What Impact Does Autism Have on Siblings?
April 10, 2019
April 10, 2019
When you have a child with autism spectrum disorder (ASD), it is easy to become consumed with the needs of that kiddo, but autism does not solely affect the individual diagnosed with it. It impacts the entire family unit and can be particularly difficult on siblings.
How should a parent have the ‘autism talk’ with a sibling whose brother or sister is on the spectrum?
The age of the sibling will depend on how you approach that child and help him or her cope and understand the diagnosis and what it means for the brother or sister and family as a whole. As you think about bringing your other children along this journey, make sure you communicate within a manner that is developmentally appropriate for their ages.
In discussing with young children, some of it may be too much for them to process, but you can start simply. For example, communicate why a brother or sister may not be talking or behaves a little differently. Consider sharing that it is not something kids can ‘catch’ and how each child is different and special. Some choose not to use labels during this conversation, but you must find what works for you.
For siblings who are a little older, there are books on the topic, as well as guides in Autism Speaks’ ‘tool kits’ to help brothers and sisters learn more about what it means for them after talking about it with their parents.
The initial conversation is tricky, but it does not stop there. The communication should be ongoing. Be mindful of how the questions and concerns for this child may continue.

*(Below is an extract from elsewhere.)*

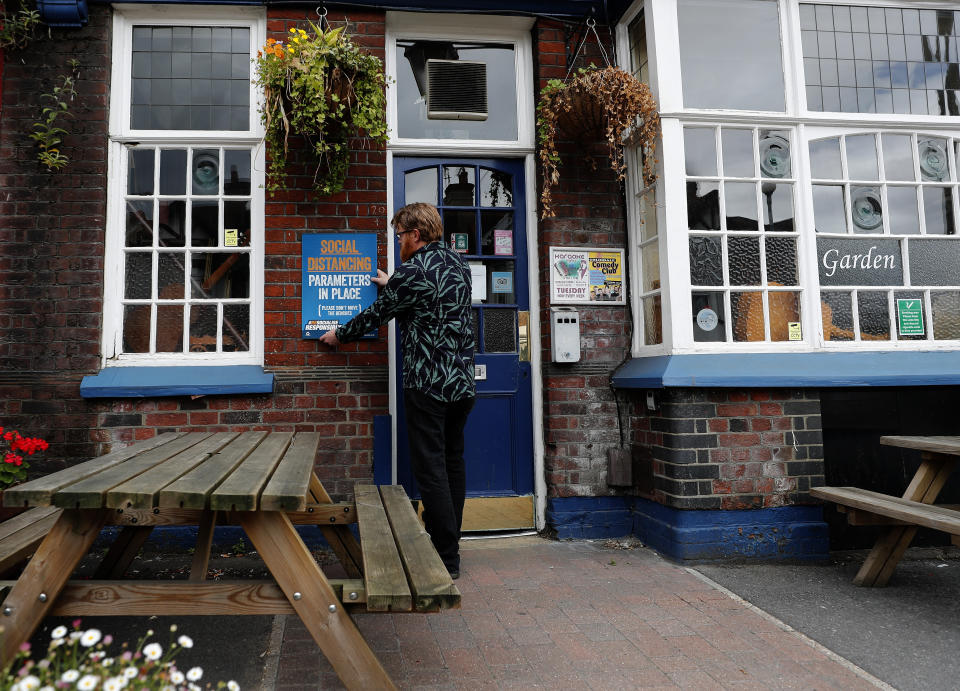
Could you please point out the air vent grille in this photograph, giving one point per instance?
(457, 90)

Most importantly, recognize that the sibling is affected by ASD and he or she may need support as well. Between diagnostic and therapy appointments and extra pieces they have to put in place for the kid on the spectrum, the process can be overwhelming and siblings often unintentionally take a back seat.
Include the siblings in the activities. Identify things they can do together, as well as separately. Here at Hopebridge, for instance, we often offer events that include all kids in the family, like Parents Night Out. Plus, there are some great programs out there specifically for siblings of children or family members with autism. Look into the kind of support systems are available in your area and make sure you carve out time for them as well. Create a network that allows you to step away and do special things with the sibling, so each child feels as though he or she is an important part of the family.